The contemporary American writer is in no way a part of the social and political scene. He is therefore not muzzled, for no one fears his bite; nor is he called upon to compose. Whatever work he does must proceed from a reckless inner need. The world does not beckon, nor does it greatly reward. This is not a boast or a complaint. It is a fact. Serious writing must nowadays be written for the sake of the art. The condition I describe is not extraordinary. Certain scientists, philosophers, historians, and many mathematicians do the same, advancing their causes as they can. One must be satisfied with that.

Unlike this preface, then, which pretends to the presence of your eye, these stories emerged from my blank insides to die in another darkness. I willed their existence, but I don’t know why. Except that in some dim way I wanted, myself, to have a soul, a special speech, a style. I wanted to feel responsible where I could bear to be responsible, and to make a sheet of steel from a flimsy page—something that would not soon weary itself out of shape as everything else I had known (I thought) always had. They appeared in the world obscurely, too—slow brief bit by bit, through gritted teeth and much despairing; and if any person were to suffer such a birth, we’d see the skull come out on Thursday, skin appear by week’s end, liver later, jaws arrive just after eating. And no one of us, least of all the owner of the opening it inched from, would know what species the creature would eventually contrive to copy and to claim. Because I wrote these stories without imagining there would be readers to sustain them, they exist now as if readerless (strange species indeed, like the flat, pigmentless fish of deep seas, or the blind, transparent shrimp of coastal caves), although a reader now and then lets light fall on them from that other, less real world of common life and pleasant ordinary things.

Occasionally one’s companion, in a rare mood of love, will say: ‘Bill, tell about the time you told off that trucker at the truck stop’; but Bill’s audience knows he’s no emperor of anecdote, like Stanley Elkin, and they will expect at best not to be bored, pallidly amused, not edified or elevated, not cemented or composed; and occasionally one’s children will still want a story told them, improvised on the spot, not merely read or from a flabby memory recited. Then they will beg far better than a dog.

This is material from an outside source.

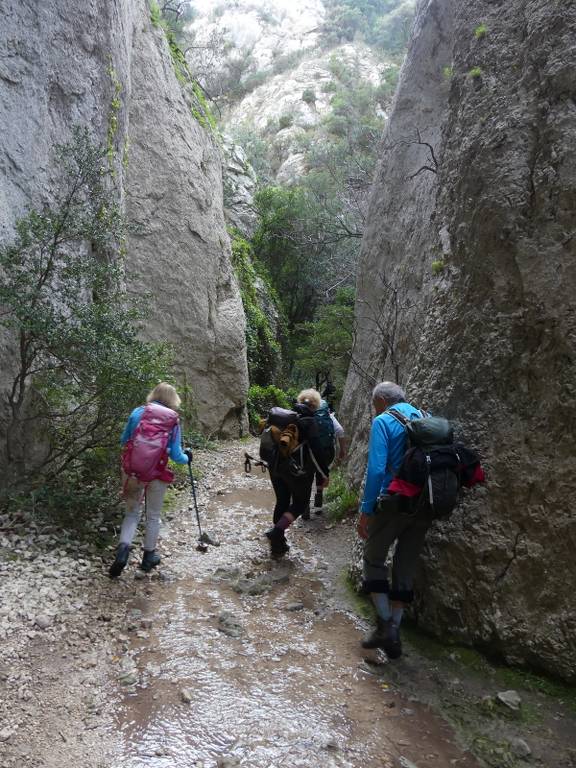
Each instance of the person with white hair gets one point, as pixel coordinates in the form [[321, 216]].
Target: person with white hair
[[293, 486], [383, 521], [157, 422]]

Tell us a story, fawfaw. Tell us a lonely story. Tell us a long and lonely story about the sticky-handed giants who had no homes, because we want to cry. Tell us the story of the overfriendly lions. Tell us the story of the sad and barkless dog. Tell us, fawfaw, tell us, because we want to cry. Tell us of the long bridge and the short wagon and the tall tollkeeper and the tall tollkeeper’s high horse and the tiny brown tail of the tall tollkeeper’s high horse that couldn’t swish away blue flies … because we want to cry. We want to cry.

Well which? … which shall I tell you the story of to make you sad so you will cry?

Oh don’t do that, fawfaw. We want to cry. Don’t make us sad. We merely want to cry. Tell us a lonely story. Tell us about the giants. Tell us about the lions. Tell us about the dog. But do not make us sad, fawfaw, just make us cry.

Well which? … which then shall I tell you if you want to cry? … which, the story of?

Woods.

Woods. I knew it would be woods.

William H. Gass, Preface to In the Heart of the Heart of the Country.